Lebih lanjut, Ma'ruf yang berpasangan dengan Joko Widodo di Pilpres 2019 menampik kasus yang menyeret Ratna Sarumpaet menjadi 'ladang empuk' terhadap Amien Rais buat dipolitisasi.
"Kita enggak pernah komen, itu urusannya pihak yang berwenang. Kan ada pengawasannya, kita ini kan peserta," katanya.

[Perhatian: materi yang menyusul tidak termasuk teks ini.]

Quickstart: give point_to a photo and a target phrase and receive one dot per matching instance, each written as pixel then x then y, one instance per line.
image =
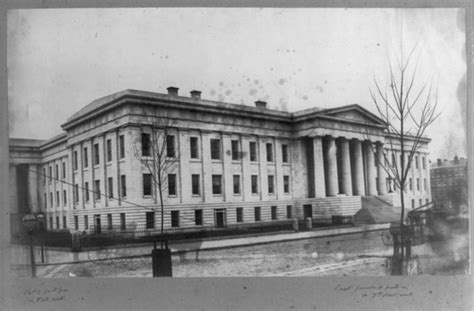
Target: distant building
pixel 236 165
pixel 449 183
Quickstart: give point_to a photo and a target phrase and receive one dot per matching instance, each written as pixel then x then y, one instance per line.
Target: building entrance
pixel 220 218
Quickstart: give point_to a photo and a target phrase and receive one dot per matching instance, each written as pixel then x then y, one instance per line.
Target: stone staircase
pixel 376 210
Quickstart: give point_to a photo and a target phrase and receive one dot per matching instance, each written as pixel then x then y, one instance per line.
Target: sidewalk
pixel 20 253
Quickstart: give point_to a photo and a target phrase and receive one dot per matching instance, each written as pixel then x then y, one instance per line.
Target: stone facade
pixel 271 164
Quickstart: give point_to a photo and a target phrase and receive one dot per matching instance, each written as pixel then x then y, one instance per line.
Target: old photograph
pixel 237 142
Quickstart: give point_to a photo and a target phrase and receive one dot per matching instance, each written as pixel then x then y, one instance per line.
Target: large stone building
pixel 232 165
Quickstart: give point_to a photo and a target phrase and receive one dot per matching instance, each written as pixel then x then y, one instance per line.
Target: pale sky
pixel 59 60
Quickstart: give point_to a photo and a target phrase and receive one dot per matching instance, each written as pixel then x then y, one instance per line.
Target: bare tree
pixel 158 154
pixel 408 111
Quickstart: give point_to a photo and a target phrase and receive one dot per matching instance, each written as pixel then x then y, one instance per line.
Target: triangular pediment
pixel 353 113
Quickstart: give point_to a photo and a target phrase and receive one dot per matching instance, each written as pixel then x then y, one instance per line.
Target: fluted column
pixel 331 161
pixel 319 180
pixel 381 174
pixel 359 187
pixel 369 155
pixel 346 167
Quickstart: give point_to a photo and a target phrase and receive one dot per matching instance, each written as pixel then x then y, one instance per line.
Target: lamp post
pixel 41 219
pixel 29 221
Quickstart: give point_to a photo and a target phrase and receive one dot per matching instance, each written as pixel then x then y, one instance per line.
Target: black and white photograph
pixel 195 142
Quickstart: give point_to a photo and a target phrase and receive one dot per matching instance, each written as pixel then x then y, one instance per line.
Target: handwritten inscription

Dikonfirmasi secara terpisah, Ketua Umum persaudaraan alumni 212 Slamet Ma'arif, mengatakan pihaknya memang ada rencana untuk mengawal Ketua Dewan Kehormatan PAN Amien Rais, dalam menjalani pemeriksaan di Polda Metro Jaya, besok.
"Kawal dan dampingi Pak MAR (Muhammad Amien Rais) ide dan rencana kita-kita," ucap Slamet kepada Liputan6.com.
Dia menegaskan, rencana ini juga diketahui oleh Amien Rais sendiri. Dalam PA 212, Amien merupakan Ketua Dewan Penasihat.
Adapun, rencananya massa akan berkumpul di Masjid Al-Munawaroh Pancoran Jakarta Selatan, sekitar pukul 08.00 WIB.
"Iya (kumpul di sana)," katanya.
Selain Amien Rais, polisi juga memeriksa Presiden Konfederasi Serikat Pekerja Indonesia (KSPI) Said Iqbal, hari ini. Said Iqbal diketahui sudah mendatangi Polda Metro Jaya dan hingga saat ini masih menjalani pemeriksaan.